Singapore Airlines reported record-breaking half-year profits on Tuesday, indicating the resurgence of travel demand, particularly to Northern Asia, as countries have fully reopened post the Covid-19 pandemic.  

According to Reuters, the national carrier of Singapore, SIA, revealed that its net profit for the six months ending on September 30 reached S$1.44 billion ($1.06 billion), a significant increase from the S$926.9 million reported in the same period a year ago. In response to this performance, the airline declared an interim dividend of 10 Singapore cents per share. 

The surge in demand for air travel in the Northern Summer travel season was a significant factor contributing to SIA’s exceptional financial results.

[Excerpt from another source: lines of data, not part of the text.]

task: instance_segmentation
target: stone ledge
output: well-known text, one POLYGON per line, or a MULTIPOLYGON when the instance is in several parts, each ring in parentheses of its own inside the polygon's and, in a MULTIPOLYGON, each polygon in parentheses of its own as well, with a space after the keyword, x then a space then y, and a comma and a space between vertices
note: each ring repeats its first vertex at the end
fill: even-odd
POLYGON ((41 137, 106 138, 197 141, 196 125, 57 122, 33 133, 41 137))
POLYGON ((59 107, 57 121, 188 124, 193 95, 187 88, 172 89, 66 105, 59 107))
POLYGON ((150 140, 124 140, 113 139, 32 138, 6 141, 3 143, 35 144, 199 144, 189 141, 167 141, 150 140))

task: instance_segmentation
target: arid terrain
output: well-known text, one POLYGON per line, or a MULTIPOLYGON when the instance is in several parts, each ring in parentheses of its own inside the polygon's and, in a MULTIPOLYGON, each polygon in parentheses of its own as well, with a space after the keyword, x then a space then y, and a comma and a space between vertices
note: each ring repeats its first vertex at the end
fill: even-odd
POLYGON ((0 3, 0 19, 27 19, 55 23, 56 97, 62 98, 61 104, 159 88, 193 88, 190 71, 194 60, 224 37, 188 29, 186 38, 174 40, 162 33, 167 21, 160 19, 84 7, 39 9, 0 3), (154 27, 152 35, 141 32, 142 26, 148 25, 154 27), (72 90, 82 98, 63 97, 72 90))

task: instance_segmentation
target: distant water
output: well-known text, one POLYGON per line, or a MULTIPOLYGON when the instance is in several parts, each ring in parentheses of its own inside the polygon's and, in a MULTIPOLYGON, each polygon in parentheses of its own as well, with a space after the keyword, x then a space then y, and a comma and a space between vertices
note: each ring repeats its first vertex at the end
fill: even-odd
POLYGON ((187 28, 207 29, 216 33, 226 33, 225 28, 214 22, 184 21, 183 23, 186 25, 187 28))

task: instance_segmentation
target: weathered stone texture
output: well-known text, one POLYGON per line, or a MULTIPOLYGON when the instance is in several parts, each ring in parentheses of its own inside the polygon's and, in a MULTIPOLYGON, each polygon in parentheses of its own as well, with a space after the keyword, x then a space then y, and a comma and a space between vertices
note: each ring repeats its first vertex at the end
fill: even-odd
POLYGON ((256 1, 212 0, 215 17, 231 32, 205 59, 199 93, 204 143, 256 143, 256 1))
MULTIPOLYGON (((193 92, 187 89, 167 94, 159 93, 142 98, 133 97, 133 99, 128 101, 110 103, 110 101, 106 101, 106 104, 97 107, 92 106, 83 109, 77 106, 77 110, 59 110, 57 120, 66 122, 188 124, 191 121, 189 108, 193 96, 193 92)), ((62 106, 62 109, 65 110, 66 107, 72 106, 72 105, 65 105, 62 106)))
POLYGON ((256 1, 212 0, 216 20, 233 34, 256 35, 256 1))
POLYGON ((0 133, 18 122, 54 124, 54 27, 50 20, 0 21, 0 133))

This revival was notably led by increased passenger traffic to North Asia, where countries like China, Hong Kong SAR, Japan, and Taiwan fully reopened their borders. 

The airline, in an official statement, emphasised the increasing demand for air travel, attributing its success to the resurgence in passenger numbers in these key regions. 

Notably, SIA reported a substantial decrease in costs related to fuel during the six-month period, amounting to S$413 million. However, the airline expressed concerns about potential price spikes in the fuel market due to supply risks.  

While SIA and its budget subsidiary, Scoot, collectively carried around 17.4 million passengers during the half-year, marking a remarkable 52.3 per cent year-on-year increase, the airline remains vigilant about the unpredictability of fuel prices. 

With optimism for the future, the SIA Group has set its sights on returning to pre-Covid passenger capacity levels within the fiscal years 2024-2025. To further strengthen its financial position and support its balance sheet during the pandemic-related air travel disruption, the airline issued zero-coupon mandatory convertible bonds (MCBs) in June 2021. Singapore Airlines is now in the process of redeeming 50 per cent of these MCBs, aiming to pay eligible bondholders on December 26 on a pro-rata basis. This redemption will amount to approximately 110.408 per cent of the MCBs’ principal amount or around S$1.71 billion. 

The airline also confirmed the ongoing progress of the proposed merger between Air India and its joint venture with India’s Tata Group, Vistara. This significant merger remains subject to approvals from regulators and authorities in both India and Singapore.